WASHINGTON (7News) — Three historic Black cemeteries in Washington, D.C., are getting a financial boost as the city moves to preserve sacred ground and the stories tied to it.
The District announced two grants totaling $250,000 for the care and preservation of cemeteries in Georgetown and Benning Ridge. Two nonprofits, the Woodlawn Cemetery Perpetual Care Association and the Black Georgetown Foundation, will each receive $125,000 to support research, maintenance, and community education efforts during the next fiscal year.
City leaders say the investment is part of a broader push to recognize and protect Black history in the nation’s capital, especially places that were historically underfunded.
"Black Washingtonians add to the richness and diversity of our city’s heritage,” said Anita Cozart, director of the D.C. Office of Planning. “Just like many of our schools and parks and our libraries and other resources were segregated, there was segregation that happened in some of our cemeteries as well and that meant that some cemeteries had more resources than others."
The grants will support work at Woodlawn Cemetery in Southeast D.C., established in the late 19th century, and the Mount Zion and Female Union Band Society cemeteries in Georgetown, which date back to 1808.
At Woodlawn, funding will go toward removing hazardous trees, repairing fencing, improving signage, and making the site safer and more accessible.

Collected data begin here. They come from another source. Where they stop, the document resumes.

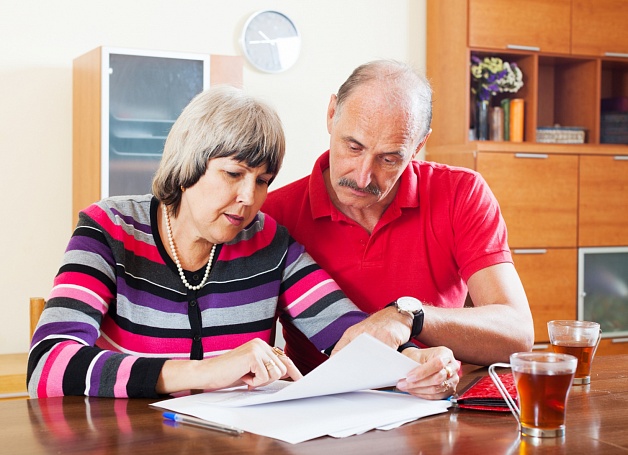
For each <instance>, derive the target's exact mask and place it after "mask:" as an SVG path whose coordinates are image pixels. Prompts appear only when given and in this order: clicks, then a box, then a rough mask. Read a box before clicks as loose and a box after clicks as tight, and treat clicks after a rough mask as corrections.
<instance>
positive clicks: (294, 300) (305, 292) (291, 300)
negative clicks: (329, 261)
mask: <svg viewBox="0 0 628 455" xmlns="http://www.w3.org/2000/svg"><path fill="white" fill-rule="evenodd" d="M329 278H330V277H329V275H328V274H327V272H325V271H324V270H323V269H319V270H317V271H315V272H312V273H310V274H309V275H307V276H304V277H303V278H301V279H300V280H299V281H298V282H296V283H294V284H293V285H292V286H290V288H289V289H286V292H284V293H283V295H282V298H283V299H284V300H285V301H286V302H287V304H288V305H289V304H290V303H292V302H294V301H295V300H296V299H298V298H299V297H301V296H302V295H303V294H305V293H306V292H307V291H309V290H310V289H312V288H313V287H314V286H316V285H317V284H320V283H322V282H323V281H325V280H328V279H329Z"/></svg>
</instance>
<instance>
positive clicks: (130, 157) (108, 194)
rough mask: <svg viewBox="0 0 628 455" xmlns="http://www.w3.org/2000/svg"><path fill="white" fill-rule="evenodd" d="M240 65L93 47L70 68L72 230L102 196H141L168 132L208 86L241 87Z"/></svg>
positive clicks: (145, 51)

The cemetery is the final resting place of thousands of African Americans, including John Mercer Langston, a founder of Howard University’s law program and a pioneering political figure as the first person of color to represent Virginia in the U.S. House of Representatives.

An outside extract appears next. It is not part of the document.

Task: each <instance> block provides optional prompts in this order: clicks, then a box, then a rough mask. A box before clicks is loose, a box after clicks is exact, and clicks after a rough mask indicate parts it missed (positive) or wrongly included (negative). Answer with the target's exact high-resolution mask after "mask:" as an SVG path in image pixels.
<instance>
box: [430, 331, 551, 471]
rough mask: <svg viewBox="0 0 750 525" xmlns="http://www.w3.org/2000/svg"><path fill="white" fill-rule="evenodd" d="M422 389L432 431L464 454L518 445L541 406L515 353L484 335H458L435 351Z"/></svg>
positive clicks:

In Georgetown, the Black Georgetown Foundation plans to conduct detailed tree and boundary surveys, improve on-site infrastructure, and upgrade its cemetery information system.
Preserving these cemeteries requires careful attention not just to what’s visible, but to what lies underground.
Archeology has been done to some extent at both sites, including ground penetrating radar So we have a lot of information on how to protect what’s below ground,” said Anne Brockett, an architectural historian with D.C.’s Historic Preservation Office. “The goal is to actually make improvements that are beneficial to each of these cemeteries in order to better be able to preserve and protect them."
Those improvements include drainage and erosion control, repairing stairs, and addressing long-standing maintenance issues, all while avoiding damage to burial sites.
Brockett said cemeteries offer a powerful lens into the city’s past.
"Cemeteries are a reflection of the people who are buried there It’s a cultural microcosm, and I think that preserving them and the work that these grants will enable is essential to us understanding our shared history,” she said.
City officials described the funding as a starting point, not a final solution.
“What I would say is this feels like a down payment of sorts,” Cozart said, noting the grants are meant to build on years of advocacy and preservation work already underway.
The announcement also kicks off the city’s commemoration of 100 years of Black history in Washington. Information about the cemeteries is already available through the city’s interactive Black History Sites map, which includes more than 300 locations across D.C.